Our goal here is for students to identify how they can, should and might do their best work and feel a sense of self-worth and empowerment. Skills include self-identity, accessing support and mentorship, and setting individual goals.

First year students need to initially learn the system: what the supports are and how to access them. They require modeling of self-advocacy skills and these, along with self-assessment skills, can be built into advisory discussions. Advisors closely guide students as they learn to access the system, keeping aware of common first year struggles. Dorm life, academic progress, social and interpersonal relationships and conflict resolution are all opportunities for students to self-assess and learn advocacy skills.

Our goal here is to promote a sense of identity and belonging, and the desire to maintain, enrich, and promote that experience within the community.

During their first year, themes of disconnection and reconnection frame students’ experiences. The departure from the family unit while adjusting to a new community of support, mentoring and social connections is the first task that most students will focus on. Of particular focus is ensuring students understand the model of adult/student relationships at Webb, in particular the role of advisors, dorm heads and other various adults is just as important as a student’s need to connect with a peer group. In addition, student and advisor relationships with parents are often centered on describing/explaining community norms as the focal point of support shifts to Webb.
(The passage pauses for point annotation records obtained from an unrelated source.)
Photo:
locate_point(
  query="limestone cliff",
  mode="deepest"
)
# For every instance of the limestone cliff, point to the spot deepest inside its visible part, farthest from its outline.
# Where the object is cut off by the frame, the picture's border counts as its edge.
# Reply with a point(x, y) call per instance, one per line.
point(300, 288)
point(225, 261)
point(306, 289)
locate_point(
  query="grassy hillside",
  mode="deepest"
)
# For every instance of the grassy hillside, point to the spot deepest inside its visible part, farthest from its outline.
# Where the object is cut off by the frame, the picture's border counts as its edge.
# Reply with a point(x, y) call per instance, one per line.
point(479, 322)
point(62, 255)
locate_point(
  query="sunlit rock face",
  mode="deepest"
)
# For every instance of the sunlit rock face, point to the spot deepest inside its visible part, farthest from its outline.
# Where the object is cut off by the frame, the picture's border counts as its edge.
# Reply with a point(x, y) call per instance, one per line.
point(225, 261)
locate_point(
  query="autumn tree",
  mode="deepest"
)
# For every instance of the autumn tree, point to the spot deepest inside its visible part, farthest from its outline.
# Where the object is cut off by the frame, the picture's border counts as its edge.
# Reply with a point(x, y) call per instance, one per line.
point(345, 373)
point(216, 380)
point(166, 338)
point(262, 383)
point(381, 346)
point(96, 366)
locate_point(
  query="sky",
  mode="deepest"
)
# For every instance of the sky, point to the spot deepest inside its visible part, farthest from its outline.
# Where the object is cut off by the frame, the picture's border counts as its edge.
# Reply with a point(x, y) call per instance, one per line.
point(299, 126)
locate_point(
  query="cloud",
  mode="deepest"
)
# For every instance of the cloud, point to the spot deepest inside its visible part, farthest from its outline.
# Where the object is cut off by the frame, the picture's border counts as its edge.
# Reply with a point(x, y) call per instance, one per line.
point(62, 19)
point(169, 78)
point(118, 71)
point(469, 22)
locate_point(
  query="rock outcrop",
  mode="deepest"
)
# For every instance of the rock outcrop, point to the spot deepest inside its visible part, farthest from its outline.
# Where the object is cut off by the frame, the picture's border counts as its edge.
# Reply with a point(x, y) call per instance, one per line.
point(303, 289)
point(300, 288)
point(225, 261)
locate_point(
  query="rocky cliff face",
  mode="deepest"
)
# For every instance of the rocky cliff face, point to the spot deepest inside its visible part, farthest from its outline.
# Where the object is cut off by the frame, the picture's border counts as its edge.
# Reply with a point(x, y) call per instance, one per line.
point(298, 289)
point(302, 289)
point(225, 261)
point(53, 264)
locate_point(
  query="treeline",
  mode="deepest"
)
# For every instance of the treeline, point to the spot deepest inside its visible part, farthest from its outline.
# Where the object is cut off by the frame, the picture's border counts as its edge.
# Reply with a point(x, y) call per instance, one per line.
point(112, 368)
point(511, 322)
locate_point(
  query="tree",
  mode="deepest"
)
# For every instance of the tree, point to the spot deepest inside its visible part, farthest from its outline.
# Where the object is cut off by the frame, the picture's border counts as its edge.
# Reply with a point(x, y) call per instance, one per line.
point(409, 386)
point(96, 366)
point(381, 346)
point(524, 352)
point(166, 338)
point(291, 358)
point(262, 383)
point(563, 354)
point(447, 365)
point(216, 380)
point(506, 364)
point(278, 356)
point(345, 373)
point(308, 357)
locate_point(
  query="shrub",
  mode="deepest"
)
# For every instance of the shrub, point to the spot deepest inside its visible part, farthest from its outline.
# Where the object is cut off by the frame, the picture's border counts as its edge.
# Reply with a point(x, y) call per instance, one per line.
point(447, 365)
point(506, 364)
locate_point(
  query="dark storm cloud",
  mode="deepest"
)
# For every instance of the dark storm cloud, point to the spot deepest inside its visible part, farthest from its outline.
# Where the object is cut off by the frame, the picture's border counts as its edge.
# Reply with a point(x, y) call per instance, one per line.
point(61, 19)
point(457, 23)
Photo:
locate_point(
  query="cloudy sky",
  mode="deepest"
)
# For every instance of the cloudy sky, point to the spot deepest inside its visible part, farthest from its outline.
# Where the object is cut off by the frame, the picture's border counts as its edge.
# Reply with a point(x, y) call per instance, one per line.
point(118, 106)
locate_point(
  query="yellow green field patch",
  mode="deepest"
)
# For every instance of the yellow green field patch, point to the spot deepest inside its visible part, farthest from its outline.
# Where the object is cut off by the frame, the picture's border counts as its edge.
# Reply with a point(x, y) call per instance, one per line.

Our goal here is the creation and nurturing of empathy and mindfulness in decision making.

During their first year, students’ energy is focused on peer struggles, living together, learning to understand how others may experience life, how to talk to others, boundaries in relationships, how to treat others, respecting others, living with a roommate and communicating with others, in particular in times of conflict. Learning to share and understand others’ values is encouraged and explored. Students need guidance in expressing their thoughts and reflecting on what impact their behavior or interactions have in the community.